Lettres grecques

Taper \Alpha dans LaTeX pour obtenir un alpha majuscule renvoie ! Undefined control sequence. : c'est l'accident le plus fréquent à l'entrée des lettres grecques. La raison est presque décevante de simplicité — un alpha majuscule a exactement la forme d'un A, si bien que LaTeX suppose que l'on tapera le A latin et ne définit aucune commande. Toutes les lettres grecques du mode mathématique obéissent à cette règle unique : seules reçoivent un nom les formes que l'alphabet latin ne fournit pas déjà. Cette page en déroule les conséquences : les listes complètes de commandes en minuscules et en majuscules, les formes variantes comme \epsilon face à \varepsilon, les lettres grecques en gras et en romain, et leur emploi dans le texte courant.

Pourquoi \Alpha n'existe pas et que taper à la place

Il existe des commandes pour exactement onze majuscules grecques : \Gamma, \Delta, \Theta, \Lambda, \Xi, \Pi, \Sigma, \Upsilon, \Phi, \Psi, \Omega.

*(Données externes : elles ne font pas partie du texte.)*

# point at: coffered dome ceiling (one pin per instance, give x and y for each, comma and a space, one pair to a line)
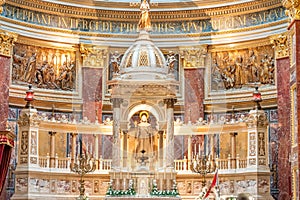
172, 4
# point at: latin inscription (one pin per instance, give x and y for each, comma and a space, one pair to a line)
211, 24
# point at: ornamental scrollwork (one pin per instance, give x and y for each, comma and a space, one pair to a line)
44, 67
29, 119
293, 8
194, 57
257, 118
237, 69
93, 56
7, 40
281, 46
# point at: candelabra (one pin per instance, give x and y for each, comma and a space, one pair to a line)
203, 165
83, 165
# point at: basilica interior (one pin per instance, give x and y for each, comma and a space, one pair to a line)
149, 99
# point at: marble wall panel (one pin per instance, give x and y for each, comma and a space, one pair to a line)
194, 94
284, 139
4, 90
92, 93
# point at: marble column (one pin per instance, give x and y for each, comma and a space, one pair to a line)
125, 150
7, 40
170, 132
281, 161
28, 138
94, 60
160, 148
233, 150
52, 149
73, 152
189, 151
194, 70
116, 153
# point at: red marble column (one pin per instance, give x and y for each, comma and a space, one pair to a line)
4, 90
296, 151
92, 101
92, 93
194, 94
284, 137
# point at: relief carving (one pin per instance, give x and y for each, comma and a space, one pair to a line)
292, 9
194, 57
44, 67
281, 46
28, 119
93, 56
232, 69
7, 40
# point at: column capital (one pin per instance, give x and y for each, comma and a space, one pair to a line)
7, 40
93, 56
194, 56
281, 45
51, 133
73, 134
170, 102
29, 117
233, 134
293, 9
116, 102
257, 118
2, 2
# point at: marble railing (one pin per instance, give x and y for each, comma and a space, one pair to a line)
64, 163
104, 165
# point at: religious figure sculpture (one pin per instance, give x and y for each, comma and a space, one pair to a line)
145, 23
144, 135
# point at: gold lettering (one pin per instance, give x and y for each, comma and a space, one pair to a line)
183, 27
105, 26
8, 11
85, 24
215, 24
171, 27
24, 17
45, 20
242, 20
123, 27
110, 27
30, 16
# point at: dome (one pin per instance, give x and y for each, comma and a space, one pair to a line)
143, 57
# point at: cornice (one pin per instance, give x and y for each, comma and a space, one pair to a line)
133, 15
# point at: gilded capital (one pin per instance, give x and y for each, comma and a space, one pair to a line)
170, 102
93, 56
2, 2
194, 57
292, 9
7, 40
256, 119
281, 45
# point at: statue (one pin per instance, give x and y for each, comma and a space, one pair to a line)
144, 23
144, 135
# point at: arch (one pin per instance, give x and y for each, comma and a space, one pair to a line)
154, 110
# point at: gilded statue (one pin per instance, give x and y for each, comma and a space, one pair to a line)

Pour les treize autres, on tape la capitale latine correspondante : A B E Z H I K M N O P T X. En ouvrant fontmath.ltx dans le noyau LaTeX, on constate que ces onze déclarations sont bien les seules ; \Alpha, \Beta et \Epsilon n'ont jamais été définis. Α et A, Β et B, Ε et E sont la même forme en typographie : un second nom n'avait aucune raison d'être.

Le principe est net, mais peu accueillant pour qui cherche. Une recherche sur \Alpha ne donne rien : la commande n'est pas introuvable, elle n'a jamais existé. Le message se borne à ! Undefined control sequence. et ne suggère pas de taper A. Le contraste avec le mode texte rend la règle éclatante : le package textgreek, lui, définit bel et bien \textAlpha, \textBeta et \textEpsilon. Dans le texte courant on compose de vraies lettres grecques et non des variables mathématiques ; les vingt-quatre ont donc besoin d'un nom. Les onze du mode mathématique ne disent rien du grec : c'est le nombre de formes que l'alphabet latin ne couvre pas déjà.

latex
% the eleven uppercase Greek letters that do have commands
\[ \Gamma(n) = (n-1)!, \qquad \Delta x, \qquad \Omega \]
% the other thirteen: type the Latin capital directly
\[ A, B, E, Z, H, I, K, M, N, O, P, T, X \]
% \Alpha, \Beta, \Epsilon ... -> ! Undefined control sequence.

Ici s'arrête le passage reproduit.